Patient Perspectives
This submission did not include specific information on patient perspectives for this device.
Benefit/Risk Conclusion
In conclusion, given the available information above, for the following indication statement:
The intended use of the CADScor System is to record heart sounds, murmurs and vibration for calculation of a patient specific score, indicating the risk of presence of coronary stenosis, as an aid in cardiac analysis and diagnosis.
The probable benefits outweigh the probable risks for the CADScor System. The device provides benefits and the risks can be mitigated by the use of general controls and the identified special controls.
CONCLUSION
The De Novo request for the CADScor System is granted and the device is classified as follows:
Product Code: OMW Device Type: Coronary artery disease risk indicator using acoustic heart signals Regulation Number: 21 CFR 870.1420 Class: II
§ 870.1420 Coronary artery disease risk indicator using acoustic heart signals.
(a)
Identification. A coronary artery disease risk indicator using acoustic heart signals is a device that records heart sounds including murmurs and vibrations to calculate a patient-specific risk of presence of coronary artery disease, as an aid in cardiac analysis and diagnosis.(b)
Classification. Class II (special controls). The special controls for this device are:(1) Clinical performance testing must fulfill the following:
(i) Testing must include a discussion of the patient population and any statistical techniques used for analyzing the data; and
(ii) Testing must be representative of the intended use population for the device. Any selection criteria or sample limitations must be fully described and justified.

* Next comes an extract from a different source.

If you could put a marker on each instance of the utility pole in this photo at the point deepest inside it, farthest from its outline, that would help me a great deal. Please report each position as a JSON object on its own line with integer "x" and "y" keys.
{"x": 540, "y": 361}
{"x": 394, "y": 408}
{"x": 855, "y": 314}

(2) Acoustic performance testing must evaluate microphone sensitivity, sound acquisition bandwidth, and amplitude accuracy. The acoustic sensor specifications and mechanism used to capture heart sounds must be described.
(3) A scientific justification for the validity of the algorithm(s) must be provided. This justification must fulfill the following:
(i) All inputs and outputs of the algorithm must be fully described;
(ii) The procedure for segmenting, characterizing, and classifying the acoustic signal must be fully described; and
(iii) This justification must include verification of the algorithm calculations and validation using an independent data set.
(4) The patient-contacting components of the device must be demonstrated to be biocompatible.
(5) Software verification, validation, and hazard analysis must be performed.
(6) Human factors/usability testing must demonstrate that the user can correctly use the device, including device placement, based solely on reading the directions for use.
(7) Performance data must demonstrate the electromagnetic compatibility and electrical safety of the device.
(8) Labeling must include the following:
(i) A description of what the device measures and outputs to the user;
(ii) Instructions for proper placement of the device;
(iii) Instructions on care and cleaning of the device;
(iv) Warnings identifying sensor acquisition factors that may impact measurement results and instructions for mitigating these factors; and
(v) The expected performance of the device for all intended use populations and environments.